李羨魚挾起一塊棗糕放到自己碗裏,若有所思道:“我是在想,這次的年節,應當是要在去和卓雪山的路上度過了。”

臨淵執箸的長指微頓:“公主是想念玥京城了嗎?”

李羨魚略想了想,輕聲道:“倒也不曾。只是,我之前的年節都是在玥京城裏過的。”

“今年,還是我第一次在皇城外的地方過年。”

她也說不上這是什麽感受。

究竟是新奇,還是陌生,還是不安。

抑或是,兼而有之。

臨淵鴉青羽睫淡垂,平靜道:“臣會陪著公主。”

他說得這樣平淡而自然。

卻讓李羨魚的心跳悄悄漏了一拍。

她微紅著臉垂下眼去,紅唇微啟,想要與他說些什麽。

可話到了唇畔,卻又徐徐停住,躊躇著不知該不該落下。

臨淵的視線隨之落來。

他問:“公主想與臣說什麽?”

李羨魚被他這樣一問,面上愈紅,有一種被窺見心緒的慌亂。

她忙擡起銀箸,挾了塊春餅給他,局促輕聲:“等用完晚膳再說吧。

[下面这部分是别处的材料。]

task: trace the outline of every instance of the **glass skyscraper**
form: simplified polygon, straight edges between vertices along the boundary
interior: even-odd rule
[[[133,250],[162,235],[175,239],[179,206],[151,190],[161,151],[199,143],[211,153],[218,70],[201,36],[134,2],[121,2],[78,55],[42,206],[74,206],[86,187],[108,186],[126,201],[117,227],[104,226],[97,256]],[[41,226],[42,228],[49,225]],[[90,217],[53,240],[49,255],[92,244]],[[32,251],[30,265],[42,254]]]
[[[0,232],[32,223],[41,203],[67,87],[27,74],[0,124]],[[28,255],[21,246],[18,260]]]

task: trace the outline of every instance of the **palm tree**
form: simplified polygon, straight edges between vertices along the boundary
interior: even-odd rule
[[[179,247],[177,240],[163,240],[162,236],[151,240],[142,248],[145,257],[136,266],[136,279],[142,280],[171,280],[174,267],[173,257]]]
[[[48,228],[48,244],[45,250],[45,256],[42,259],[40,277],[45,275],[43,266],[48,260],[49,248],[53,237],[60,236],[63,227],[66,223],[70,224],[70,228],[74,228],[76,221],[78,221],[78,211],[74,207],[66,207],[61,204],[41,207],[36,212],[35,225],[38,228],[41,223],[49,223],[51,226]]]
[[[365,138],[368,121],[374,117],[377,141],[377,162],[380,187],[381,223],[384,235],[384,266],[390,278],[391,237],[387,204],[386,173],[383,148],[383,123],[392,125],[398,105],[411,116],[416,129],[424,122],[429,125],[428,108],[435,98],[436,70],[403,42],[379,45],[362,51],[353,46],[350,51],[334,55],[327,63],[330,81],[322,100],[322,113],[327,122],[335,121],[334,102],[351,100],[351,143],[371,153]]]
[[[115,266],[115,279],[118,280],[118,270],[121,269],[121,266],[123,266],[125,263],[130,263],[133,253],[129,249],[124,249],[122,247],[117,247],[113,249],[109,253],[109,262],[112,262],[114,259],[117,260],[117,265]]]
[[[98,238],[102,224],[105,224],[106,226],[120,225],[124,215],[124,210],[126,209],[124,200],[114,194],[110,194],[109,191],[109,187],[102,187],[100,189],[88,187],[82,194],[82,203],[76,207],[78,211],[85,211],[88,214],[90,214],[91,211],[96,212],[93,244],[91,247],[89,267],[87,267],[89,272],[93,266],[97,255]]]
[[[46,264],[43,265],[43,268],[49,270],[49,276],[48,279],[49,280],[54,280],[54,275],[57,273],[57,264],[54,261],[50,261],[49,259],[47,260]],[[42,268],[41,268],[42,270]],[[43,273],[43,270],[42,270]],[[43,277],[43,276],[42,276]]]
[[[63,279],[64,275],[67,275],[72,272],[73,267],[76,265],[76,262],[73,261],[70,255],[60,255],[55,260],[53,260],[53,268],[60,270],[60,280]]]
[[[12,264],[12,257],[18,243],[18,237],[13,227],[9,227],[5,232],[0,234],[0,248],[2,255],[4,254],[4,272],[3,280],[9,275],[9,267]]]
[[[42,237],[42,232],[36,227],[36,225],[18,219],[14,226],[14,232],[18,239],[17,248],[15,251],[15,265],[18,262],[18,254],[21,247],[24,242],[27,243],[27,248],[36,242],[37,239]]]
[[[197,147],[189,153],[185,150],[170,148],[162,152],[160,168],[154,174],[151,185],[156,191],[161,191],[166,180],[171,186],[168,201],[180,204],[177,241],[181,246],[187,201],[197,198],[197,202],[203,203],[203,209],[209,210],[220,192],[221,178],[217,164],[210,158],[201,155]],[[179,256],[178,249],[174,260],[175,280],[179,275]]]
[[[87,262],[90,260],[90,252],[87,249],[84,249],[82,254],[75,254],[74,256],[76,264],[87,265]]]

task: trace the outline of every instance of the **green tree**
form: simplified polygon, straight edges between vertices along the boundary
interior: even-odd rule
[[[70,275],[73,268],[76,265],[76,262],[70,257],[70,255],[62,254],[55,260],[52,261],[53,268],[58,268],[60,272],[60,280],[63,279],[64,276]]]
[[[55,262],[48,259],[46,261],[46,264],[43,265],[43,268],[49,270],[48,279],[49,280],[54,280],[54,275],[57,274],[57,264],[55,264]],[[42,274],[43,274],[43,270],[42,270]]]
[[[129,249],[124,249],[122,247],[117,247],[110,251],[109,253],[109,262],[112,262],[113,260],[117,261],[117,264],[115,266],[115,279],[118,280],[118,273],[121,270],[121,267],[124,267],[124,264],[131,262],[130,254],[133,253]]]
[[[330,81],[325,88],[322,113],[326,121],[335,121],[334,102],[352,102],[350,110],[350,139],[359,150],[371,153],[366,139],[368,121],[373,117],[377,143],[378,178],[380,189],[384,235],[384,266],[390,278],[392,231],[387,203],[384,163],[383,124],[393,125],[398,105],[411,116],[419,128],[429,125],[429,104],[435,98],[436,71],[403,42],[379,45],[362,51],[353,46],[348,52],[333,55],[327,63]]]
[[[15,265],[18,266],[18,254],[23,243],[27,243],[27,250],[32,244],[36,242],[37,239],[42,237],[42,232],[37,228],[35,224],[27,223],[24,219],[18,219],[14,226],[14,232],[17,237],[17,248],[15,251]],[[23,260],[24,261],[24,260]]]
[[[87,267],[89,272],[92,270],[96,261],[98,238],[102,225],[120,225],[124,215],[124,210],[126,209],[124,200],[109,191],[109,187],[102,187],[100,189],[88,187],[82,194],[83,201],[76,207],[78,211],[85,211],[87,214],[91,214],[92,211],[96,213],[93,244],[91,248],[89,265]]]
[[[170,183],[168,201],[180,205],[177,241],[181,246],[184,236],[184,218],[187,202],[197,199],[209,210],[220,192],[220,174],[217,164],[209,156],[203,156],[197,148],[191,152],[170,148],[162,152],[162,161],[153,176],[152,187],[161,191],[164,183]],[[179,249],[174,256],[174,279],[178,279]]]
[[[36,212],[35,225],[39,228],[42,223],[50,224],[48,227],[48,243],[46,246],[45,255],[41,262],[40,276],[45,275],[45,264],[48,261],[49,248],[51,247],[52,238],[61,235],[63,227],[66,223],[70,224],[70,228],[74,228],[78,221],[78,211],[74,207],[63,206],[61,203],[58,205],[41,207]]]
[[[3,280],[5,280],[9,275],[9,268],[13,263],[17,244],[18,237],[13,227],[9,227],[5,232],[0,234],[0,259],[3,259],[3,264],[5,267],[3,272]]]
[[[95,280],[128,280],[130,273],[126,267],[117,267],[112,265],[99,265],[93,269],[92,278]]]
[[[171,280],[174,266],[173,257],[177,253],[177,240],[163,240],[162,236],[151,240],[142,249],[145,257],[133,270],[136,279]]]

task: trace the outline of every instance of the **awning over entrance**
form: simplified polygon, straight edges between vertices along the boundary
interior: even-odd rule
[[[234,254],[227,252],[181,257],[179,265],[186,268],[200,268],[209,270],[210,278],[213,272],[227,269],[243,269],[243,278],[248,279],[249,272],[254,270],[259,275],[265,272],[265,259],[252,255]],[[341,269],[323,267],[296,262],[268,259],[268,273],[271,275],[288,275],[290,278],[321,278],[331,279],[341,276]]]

”

臨淵淡應了聲,沒再追問。

他重新垂眼,執起銀箸,開始吃起李羨魚挾到他碗裏的春餅。

李羨魚也松了口氣,從食盒裏捧過那碗山藥圓子來,掩飾般地小口小口地吃著。

廂房外夜風漸起。

燈架上的燭焰隨著風聲左右搖曳,燈火時明時暗。

帶起李羨魚的心緒悄然起伏。

她適才,其實是想問問臨淵。

年節將至,他可要回家去過年節。

家中可還有人在等他。

可是話到唇畔,她卻想起,臨淵似乎,極少與她提及自己的身世。

時至今日,她也只知道臨淵不是本國的人。

他有一位關系並不友善的兄長。

除此之外,她對臨淵的過往,似是一無所知。

她這樣想著,便又從湯碗上擡起眼來,悄悄覷了他一眼。

對側的少年顯然是察覺到了。

他握著銀箸的長指一頓,但最終沒有擡頭,只是仍舊她打量。

李羨魚反倒有些不好意思起來。

她又給臨淵挾了塊棗糕,便乖乖低下頭去吃她的圓子。

她想,興許是臨淵的家人對他並不好吧。

那,還是不要問他的好些。

她的思緒落下,一頓晚膳也很快便被用完。

兩人先後擱下銀箸。

李羨魚從木椅子上起身,想去洗漱後歇下。

可還未擡步,卻被臨淵握住了皓腕。

他又一次詢問:“公主晚膳的時候,想與臣說什麽?”

李羨魚回過身來,纖長的羽睫輕眨了眨,給自己找出個理由來。

“白日裏的時候,你打雙陸輸給我了。說好的,要讓我畫上一筆。”

“方才月見來的急,我還沒來得及落筆。”

臨淵失笑。

他松開李羨魚的皓腕,起身給她拿了支湖筆,對李羨魚道:“公主畫吧。”

李羨魚秀眉彎起,匆匆從自己的妝奩裏找了盒胭脂過來,以湖筆柔軟的筆尖沾了,又對臨淵道:“你坐下來,我夠不著你。”

臨淵重新坐落。

李羨魚拿著湖筆走到他跟前,伸手捧著他的臉,尋找著合適的,可以落筆的地方。

但很快,她的視線卻不由自主地落在他的唇間。

臨淵的唇很薄,弧度優美,略帶點笑意的時候,格外的好看。